Ahem. Anyway. Let’s talk about the question marks and associated questions:
- Darren Sproles: When does your age catch up with you? It’s chasing you like the wolf in the Duran Duran song, and it wants to eat you. Also, when does graduating from K-State catch up with you? That’s a huge negative, and I have no clue how you’ve been a productive member of society with that ball and chain.
- JJ Nelson: Do you get passes thrown to you this year? Or nah bro?
- Jimmy Graham: Can you be good again?
- Joe Williams: Can you supplant Carlos Hyde? If not, how do you deal with that? How do you find the self-esteem to keep going? Also, do you work at a button factory?
- CJ F.: Can you finally beat Ryan Griffin? I thought platoons at running back were bad, but platoons at tight end? No thank you because fuck it very much.
- James Connor: How did you get so much hype on a team with Le’Veon Bell? How? You have a fabulous publicist, my good sir.
- Sammie Coates: Are you a possible stud, or is your confidence shot to Venezuela?
- Anthony Barr: Does your coach like you?
- Steven Nelson: Wait, who are you? I don’t think I’ve ever heard of you before.
- Rafael Bush: Will you be productive as a third guy like you have in the past? Also, how have you been that good and never been a starter for literally your entire career?
- Andrew Franks: Are you the kicker?
- Anthony Dixon: Are you my mother?
See? Question marks everywhere. If things break right (Sammie Coates is a star, Jimmy Graham returns to form, Anthony Barr becomes a boss, CJ Fiedorowicz catches touchdowns, and the various defensive guys I didn’t list because I ran out of pithy questions play up to their potential, this could be a great team and the Saints could return to the top of the division. But when you have questions against sure things, I’ll go with the sure things. It’s all about probabilities… which I apparently now do in the summer for fun. ::SIGH:: I have become that which I hate.
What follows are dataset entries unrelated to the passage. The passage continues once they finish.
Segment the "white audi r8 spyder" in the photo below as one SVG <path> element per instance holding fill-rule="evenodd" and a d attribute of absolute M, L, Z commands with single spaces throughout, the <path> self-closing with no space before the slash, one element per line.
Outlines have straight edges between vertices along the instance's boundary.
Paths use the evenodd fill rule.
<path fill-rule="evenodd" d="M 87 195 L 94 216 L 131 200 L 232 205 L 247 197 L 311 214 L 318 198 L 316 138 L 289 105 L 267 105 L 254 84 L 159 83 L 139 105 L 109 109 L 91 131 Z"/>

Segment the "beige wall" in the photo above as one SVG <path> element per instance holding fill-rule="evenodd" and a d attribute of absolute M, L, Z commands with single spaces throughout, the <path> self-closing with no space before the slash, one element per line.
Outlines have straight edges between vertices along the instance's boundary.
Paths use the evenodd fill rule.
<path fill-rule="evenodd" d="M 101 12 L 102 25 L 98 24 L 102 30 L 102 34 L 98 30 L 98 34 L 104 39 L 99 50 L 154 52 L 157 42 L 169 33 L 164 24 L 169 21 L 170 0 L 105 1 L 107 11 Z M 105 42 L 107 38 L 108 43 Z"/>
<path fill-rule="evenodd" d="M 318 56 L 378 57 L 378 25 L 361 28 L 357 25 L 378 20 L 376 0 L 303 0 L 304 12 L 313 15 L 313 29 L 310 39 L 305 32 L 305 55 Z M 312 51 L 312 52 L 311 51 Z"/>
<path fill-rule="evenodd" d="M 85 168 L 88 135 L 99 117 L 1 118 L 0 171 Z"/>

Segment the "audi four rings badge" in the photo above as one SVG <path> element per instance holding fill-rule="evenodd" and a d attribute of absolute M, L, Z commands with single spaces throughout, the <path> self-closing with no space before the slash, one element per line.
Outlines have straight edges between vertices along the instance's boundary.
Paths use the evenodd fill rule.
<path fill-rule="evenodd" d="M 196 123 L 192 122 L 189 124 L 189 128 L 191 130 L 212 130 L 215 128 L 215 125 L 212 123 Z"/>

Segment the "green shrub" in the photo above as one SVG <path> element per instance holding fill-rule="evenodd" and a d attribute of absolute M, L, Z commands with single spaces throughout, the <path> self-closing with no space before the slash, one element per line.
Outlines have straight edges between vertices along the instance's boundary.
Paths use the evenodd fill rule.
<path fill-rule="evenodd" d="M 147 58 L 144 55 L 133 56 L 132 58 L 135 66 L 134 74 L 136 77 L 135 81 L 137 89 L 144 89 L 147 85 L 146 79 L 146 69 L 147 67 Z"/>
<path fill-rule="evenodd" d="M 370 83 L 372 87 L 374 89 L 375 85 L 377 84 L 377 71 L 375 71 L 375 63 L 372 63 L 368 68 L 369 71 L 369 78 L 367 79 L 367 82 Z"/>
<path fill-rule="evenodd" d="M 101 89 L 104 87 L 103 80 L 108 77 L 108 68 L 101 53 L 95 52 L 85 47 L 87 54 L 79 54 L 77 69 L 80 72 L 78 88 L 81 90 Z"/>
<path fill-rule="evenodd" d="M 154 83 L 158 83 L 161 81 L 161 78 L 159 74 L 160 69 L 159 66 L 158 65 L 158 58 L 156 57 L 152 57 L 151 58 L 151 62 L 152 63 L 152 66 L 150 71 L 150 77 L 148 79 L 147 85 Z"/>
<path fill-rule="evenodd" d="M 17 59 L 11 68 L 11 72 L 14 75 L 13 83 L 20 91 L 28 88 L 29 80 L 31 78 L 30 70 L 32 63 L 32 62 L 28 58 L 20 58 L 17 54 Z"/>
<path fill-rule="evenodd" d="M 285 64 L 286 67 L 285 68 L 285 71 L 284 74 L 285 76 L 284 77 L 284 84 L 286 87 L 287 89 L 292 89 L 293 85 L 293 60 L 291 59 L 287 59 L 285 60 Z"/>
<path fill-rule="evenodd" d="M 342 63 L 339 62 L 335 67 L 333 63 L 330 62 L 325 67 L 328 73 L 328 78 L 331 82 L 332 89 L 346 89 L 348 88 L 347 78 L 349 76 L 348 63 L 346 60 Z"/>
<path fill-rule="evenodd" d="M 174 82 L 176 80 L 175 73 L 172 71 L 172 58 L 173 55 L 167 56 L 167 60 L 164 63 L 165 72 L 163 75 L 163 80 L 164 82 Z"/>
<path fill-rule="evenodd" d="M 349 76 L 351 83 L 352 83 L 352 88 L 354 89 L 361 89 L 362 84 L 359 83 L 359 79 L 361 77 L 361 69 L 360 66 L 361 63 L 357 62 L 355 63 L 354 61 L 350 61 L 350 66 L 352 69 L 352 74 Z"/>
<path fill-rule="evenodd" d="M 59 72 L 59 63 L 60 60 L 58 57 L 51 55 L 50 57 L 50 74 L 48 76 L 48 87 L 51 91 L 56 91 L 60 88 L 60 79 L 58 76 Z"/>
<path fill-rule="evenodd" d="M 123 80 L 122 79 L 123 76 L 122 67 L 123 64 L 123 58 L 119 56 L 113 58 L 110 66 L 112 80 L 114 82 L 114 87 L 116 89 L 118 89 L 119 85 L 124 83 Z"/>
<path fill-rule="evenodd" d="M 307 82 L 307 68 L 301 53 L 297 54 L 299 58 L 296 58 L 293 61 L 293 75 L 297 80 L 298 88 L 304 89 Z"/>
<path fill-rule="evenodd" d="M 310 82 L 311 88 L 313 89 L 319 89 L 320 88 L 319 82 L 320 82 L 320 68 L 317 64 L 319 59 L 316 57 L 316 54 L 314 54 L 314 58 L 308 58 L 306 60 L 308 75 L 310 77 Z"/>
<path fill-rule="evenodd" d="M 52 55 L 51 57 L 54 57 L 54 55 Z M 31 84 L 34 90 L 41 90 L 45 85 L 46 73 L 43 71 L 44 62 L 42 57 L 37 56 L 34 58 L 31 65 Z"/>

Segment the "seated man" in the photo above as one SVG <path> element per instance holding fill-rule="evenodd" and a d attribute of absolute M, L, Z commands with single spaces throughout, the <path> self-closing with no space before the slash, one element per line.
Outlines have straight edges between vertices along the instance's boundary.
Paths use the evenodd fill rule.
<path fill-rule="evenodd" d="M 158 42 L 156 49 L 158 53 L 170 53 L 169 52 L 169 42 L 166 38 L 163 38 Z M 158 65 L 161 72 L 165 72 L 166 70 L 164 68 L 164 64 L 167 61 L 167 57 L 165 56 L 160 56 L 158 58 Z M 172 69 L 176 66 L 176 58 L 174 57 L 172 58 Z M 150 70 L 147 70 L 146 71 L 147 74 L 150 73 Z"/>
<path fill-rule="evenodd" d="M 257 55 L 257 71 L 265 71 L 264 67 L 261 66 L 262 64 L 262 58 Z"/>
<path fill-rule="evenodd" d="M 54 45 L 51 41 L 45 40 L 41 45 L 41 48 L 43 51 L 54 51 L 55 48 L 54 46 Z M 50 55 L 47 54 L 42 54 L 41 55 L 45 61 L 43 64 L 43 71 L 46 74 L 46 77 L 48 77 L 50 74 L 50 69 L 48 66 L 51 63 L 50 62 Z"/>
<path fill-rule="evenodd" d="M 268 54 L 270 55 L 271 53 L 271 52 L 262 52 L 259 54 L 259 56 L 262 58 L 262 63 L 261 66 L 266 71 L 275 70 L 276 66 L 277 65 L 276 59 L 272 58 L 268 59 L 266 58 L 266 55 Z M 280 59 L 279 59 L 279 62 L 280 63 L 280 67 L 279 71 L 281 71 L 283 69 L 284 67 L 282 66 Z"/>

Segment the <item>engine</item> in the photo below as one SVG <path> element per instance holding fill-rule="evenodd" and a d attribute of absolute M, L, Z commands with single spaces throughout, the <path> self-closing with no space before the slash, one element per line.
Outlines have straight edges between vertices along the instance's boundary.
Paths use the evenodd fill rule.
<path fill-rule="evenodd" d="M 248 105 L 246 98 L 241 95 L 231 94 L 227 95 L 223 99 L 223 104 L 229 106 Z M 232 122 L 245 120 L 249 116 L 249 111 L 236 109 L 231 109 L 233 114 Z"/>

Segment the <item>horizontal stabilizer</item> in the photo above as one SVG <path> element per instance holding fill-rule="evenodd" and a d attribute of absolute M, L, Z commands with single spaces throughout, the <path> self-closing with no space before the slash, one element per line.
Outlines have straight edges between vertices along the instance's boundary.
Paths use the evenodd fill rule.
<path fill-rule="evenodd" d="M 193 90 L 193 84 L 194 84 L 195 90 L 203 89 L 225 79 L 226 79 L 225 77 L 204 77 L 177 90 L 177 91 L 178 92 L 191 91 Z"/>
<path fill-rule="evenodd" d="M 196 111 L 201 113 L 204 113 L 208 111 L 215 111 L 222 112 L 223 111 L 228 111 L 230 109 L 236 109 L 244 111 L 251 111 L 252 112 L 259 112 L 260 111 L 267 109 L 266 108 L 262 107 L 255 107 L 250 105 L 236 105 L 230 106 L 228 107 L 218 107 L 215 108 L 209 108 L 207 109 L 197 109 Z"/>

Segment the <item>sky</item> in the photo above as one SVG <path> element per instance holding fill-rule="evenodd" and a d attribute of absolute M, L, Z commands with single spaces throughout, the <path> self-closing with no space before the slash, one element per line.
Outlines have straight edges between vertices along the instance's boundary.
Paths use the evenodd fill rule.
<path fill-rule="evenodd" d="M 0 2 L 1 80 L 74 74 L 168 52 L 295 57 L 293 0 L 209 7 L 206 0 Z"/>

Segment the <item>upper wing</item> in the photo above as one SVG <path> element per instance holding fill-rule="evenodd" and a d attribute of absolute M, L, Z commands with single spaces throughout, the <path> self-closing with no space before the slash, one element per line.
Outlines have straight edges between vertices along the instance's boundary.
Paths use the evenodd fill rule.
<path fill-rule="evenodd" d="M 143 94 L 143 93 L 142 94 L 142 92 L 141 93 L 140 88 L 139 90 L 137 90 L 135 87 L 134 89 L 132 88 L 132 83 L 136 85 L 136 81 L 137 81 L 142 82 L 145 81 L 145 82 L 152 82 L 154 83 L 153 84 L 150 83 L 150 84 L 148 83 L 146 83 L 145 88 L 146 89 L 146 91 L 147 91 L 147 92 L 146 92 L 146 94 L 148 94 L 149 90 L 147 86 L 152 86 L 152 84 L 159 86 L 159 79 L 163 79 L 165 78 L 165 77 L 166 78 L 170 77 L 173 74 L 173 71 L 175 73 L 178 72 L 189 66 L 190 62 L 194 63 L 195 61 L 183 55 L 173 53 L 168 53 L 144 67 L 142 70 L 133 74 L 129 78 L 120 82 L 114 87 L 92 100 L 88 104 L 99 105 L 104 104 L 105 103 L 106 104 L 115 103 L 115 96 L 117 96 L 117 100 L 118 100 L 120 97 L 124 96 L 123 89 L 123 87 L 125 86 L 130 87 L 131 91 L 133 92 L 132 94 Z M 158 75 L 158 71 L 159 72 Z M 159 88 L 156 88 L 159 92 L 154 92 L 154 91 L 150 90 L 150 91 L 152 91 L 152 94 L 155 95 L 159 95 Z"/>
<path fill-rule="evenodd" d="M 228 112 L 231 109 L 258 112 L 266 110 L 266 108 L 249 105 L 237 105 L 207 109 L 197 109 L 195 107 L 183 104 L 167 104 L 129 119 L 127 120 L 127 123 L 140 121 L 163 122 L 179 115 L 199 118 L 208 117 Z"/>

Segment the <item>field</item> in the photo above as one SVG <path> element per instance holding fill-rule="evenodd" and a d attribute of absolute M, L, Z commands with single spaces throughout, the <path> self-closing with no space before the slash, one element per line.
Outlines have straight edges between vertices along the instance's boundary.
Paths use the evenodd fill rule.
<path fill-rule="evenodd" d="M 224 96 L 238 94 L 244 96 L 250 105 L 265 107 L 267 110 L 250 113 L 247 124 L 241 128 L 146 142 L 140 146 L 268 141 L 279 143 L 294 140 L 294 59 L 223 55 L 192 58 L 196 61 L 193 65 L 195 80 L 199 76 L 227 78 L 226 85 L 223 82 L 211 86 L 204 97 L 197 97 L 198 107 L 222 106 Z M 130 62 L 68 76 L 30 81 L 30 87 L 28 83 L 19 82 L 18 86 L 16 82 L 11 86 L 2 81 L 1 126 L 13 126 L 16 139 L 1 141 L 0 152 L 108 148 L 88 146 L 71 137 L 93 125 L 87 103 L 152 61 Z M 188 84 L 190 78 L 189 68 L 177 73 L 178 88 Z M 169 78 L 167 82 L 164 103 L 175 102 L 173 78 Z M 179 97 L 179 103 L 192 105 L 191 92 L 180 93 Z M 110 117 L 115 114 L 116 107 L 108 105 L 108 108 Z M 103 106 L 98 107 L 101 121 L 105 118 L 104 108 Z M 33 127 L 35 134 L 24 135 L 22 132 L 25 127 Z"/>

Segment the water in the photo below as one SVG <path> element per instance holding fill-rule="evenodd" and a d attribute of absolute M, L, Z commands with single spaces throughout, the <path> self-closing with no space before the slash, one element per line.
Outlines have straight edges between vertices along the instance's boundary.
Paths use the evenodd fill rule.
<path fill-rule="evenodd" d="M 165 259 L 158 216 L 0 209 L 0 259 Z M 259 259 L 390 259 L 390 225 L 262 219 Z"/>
Tampa Bay Buccaneers (6-10): Poor, poor Tampa Bay. This team keeps getting this close to being good, and can’t quite get over the top. Tampa Bay is to RDFL is what Hillary Clinton is to the presidency. A favorite for the presidency for like twelve years. Super closer in two elections. Wins the popular vote. Not president. Tampa keeps pulling the same stunt – good team for the last three years. Strong players. Good drafts. Good free agent pickups. Not quite able to get over the hump.
More of the same, this year, unfortunately, as the division has stayed strong, but Tampa Bay has taken steps back. Doug Martin is facing threats to his job. Vincent Jackson isn’t on a roster anymore. Josh McCown plays for the Jets. Alfred Morris and Jermaine Gresham have successfully recovered from idiopathic bouts of talent, and the roster, tragically, has Blaine Gabbert on it. Jadaveon Clowney is a bit of a bust and Chris Conte is losing his job to JJ Wilcox.
The defense is still going to be fantastic. Any squad with Lavonte David and Von Miller starting next to each other is going to be absolutely ferocious. Gerald McCoy is still a good player with a good personality, and Aqib Talib is still a good player with a bad personality. The defense is going to put up points, and the offense is going to be much better than say, Indy and Jacksonville. But in this ridiculous division, I just don’t think it’s enough. Not by a long shot. I like Tampa Bay, and I keep rooting for them. But end of the day, it will not be Tampa Bay atop the South for another division. It’s a conspiracy!